Of the 120 indoor plants I have been nursing, one of them started to look unhappy once I removed it from the bathroom I use. It is by far, the ugliest plant I think I’ve ever seen from the succulent family of cacti-looking atrocities. I didn’t want the damn thing in my personal space, so I took it from the room that was always bright and sometimes humid – and ultimately removed it from its climate of survival.
He says, that was his wife’s “favorite” plant. But I think I’ve heard him say that before, about some goddamn thing growing outside or whatever else we happen to be talking about. So I have been killing her favorite thing as long as I’ve let it slowly petrify in front of the fireplace. Recently I summoned the last remaining charitable bones in my body and divided the two living stems in separate pots and fertilized them before I set them by windows.
One of the things is here with me, now, in the room I moved all of my furniture in to. A ticking clock of a plant that will either sprout something new in the next few days or give up the ghost. These plants, these step-children of animals that puke and shed and shit everywhere, I find myself so sadly out of love for them. It’s just not the same.
The chaise I’m sitting on now to type is just here, the blanket is the blanket I found lying over it. I pulled the fabric over my lap, so foreign to me but instinctive, like a hotel lounge I never leave. Like a woman who must have stayed here and then lost her memory. The little sign in the window that I’ve carted from one place to the next says: Home is where your story begins.
Home was where my story began and there is truly, truly no place like it.
I decided to come in here, put a record on and write over the little cry fest that has started to become routine. It’s simply exhausting, when your breathing is all restricted and you’re trying to maintain the level of snot coming from your nose. I’d rather be here, away from the anarchy and all of its sons, doing something that I enjoy.
Some days, as I’m backing out of the driveway, I remind myself of something Daniel said to me.

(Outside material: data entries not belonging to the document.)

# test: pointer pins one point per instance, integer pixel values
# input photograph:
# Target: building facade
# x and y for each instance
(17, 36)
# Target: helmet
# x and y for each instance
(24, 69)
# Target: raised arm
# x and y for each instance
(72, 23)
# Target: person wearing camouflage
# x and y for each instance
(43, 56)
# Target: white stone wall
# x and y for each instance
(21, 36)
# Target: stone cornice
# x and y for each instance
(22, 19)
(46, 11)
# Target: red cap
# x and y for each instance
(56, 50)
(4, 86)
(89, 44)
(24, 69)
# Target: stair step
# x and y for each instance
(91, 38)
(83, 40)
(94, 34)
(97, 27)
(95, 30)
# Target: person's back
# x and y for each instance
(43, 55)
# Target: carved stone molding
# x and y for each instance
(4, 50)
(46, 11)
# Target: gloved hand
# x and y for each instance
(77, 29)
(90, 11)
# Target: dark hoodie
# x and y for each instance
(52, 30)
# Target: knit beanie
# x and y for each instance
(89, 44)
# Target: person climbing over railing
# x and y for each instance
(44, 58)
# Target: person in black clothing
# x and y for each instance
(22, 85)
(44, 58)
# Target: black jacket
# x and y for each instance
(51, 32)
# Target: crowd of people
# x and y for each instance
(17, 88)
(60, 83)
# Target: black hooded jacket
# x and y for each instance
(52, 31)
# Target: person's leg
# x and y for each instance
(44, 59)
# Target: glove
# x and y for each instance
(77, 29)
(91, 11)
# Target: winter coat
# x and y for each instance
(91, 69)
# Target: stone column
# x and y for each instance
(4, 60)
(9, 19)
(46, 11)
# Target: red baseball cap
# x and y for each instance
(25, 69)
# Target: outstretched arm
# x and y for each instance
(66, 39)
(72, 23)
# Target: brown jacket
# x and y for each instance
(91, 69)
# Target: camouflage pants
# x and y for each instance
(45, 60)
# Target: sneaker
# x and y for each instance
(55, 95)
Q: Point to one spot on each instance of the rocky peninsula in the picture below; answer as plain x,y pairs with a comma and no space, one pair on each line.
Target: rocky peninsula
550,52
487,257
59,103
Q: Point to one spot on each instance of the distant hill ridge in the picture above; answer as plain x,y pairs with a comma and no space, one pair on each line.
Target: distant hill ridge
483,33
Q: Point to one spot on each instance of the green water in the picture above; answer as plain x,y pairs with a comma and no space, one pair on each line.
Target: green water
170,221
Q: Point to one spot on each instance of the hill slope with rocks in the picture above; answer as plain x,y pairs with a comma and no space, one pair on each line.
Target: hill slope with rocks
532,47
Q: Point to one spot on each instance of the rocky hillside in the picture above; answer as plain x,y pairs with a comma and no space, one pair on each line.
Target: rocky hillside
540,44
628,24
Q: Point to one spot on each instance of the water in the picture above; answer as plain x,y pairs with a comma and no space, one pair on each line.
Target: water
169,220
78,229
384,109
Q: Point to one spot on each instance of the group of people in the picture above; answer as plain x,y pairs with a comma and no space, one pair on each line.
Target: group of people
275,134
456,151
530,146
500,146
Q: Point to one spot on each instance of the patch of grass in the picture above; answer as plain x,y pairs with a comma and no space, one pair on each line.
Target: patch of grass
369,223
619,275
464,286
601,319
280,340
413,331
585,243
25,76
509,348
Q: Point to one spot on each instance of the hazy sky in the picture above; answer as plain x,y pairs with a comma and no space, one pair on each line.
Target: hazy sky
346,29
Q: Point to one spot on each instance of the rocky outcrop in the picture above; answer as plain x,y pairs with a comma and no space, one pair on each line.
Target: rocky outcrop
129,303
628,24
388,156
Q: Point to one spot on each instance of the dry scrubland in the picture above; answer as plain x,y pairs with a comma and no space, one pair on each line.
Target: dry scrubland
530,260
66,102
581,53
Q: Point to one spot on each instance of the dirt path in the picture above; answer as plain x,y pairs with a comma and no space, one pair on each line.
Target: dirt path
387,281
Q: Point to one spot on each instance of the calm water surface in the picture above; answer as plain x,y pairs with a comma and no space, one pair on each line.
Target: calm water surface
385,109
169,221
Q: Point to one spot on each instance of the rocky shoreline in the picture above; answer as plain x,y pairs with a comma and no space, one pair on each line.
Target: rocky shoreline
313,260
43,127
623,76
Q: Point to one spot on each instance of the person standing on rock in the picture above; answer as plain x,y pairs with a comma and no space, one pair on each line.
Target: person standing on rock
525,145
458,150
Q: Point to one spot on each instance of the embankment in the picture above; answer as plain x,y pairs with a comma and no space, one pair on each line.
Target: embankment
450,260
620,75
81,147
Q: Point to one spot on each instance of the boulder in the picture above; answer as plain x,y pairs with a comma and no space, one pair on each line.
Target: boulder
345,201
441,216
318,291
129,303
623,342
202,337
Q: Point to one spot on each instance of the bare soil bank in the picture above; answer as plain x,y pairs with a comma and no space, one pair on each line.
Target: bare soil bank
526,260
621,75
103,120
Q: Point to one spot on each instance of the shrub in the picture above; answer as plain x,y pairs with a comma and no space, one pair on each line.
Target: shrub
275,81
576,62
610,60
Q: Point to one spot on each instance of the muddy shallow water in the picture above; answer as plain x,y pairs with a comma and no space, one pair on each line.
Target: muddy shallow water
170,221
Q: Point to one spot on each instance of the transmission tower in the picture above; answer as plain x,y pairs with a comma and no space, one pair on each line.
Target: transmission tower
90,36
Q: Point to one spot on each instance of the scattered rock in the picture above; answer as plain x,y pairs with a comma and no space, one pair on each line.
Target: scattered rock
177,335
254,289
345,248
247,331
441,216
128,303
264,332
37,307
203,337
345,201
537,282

“You can’t let yourself be happy.”
All of the bullshit, the struggle that is so hashtag real, I tell myself that it’s my personal syndrome. My refusal of satisfaction. And then I tell myself to get over it because that broken record gets awfully repetitive and annoying after some thirty years. Everything is okay, it just seems like it isn’t because that’s the only thing I believe in.
I gave the dogs a bath last night. Duchess was jealous when Tess was in the tub and she kept trying to hop in with her. Silly pug. She’s next to me, sharing the blanket and pillow because I always have a place for her, always. The big dog is lying on the cold, hardwood floor and when I tell her she should go to bed she just gets up and nudges me with her cold nose.
I’m looking at her, messed up haircut and all, and I’m thinking: this was someone’s family dog. This dog was loved like I loved Lacy, the girl who accompanied me growing up. But the woman died and those kids left and didn’t take any animals with them. So she’s here, half-stupid, looking back at me with a little of that frustration of having to deal, day in and day out, that I can relate to.
I’ve always had my own room. Home, college, home, apartment, house – even when I was living with someone else I felt a sense of ownership because I had full control – and used lots of it. My bed, my closet, my decorative boxes filled with My Little Ponies and everything always black and pink. Well, once Daniel loses the bedroom set in there as part of a pending court bargain with his step kids, he is turning that in to his gaming room: fancy seats that vibrate, cords galore.
I realized yesterday that for the first time, I’m losing my room. I have to consolidate. Say goodbye to the little box I’ve been coordinating my entire life, the color scheme I’ve loved for so long, the pink room that contained all of the cutesy shit I always refused to let clutter up the rest of the house. I have to figure out where my clothes go. Where I’m doing my makeup. That space I’ve always had…is going away.
Daniel’s bedroom is not an option. He took the liberty of filling every closet with his own clothes once the space freed up. My queen size pillow cases don’t match his king-sized Waverly bed set. The vanity in there is two feet from the ground, in the darkest corner of the room, and that flimsy little stool would ruin my knees and my back. And her pictures are still on the wall.
I don’t suppose I’ve ever really had my own room, anyway.
The illusions we keep.
This blanket, this pillow, this seems like it will be just as well. Nice and quiet, too.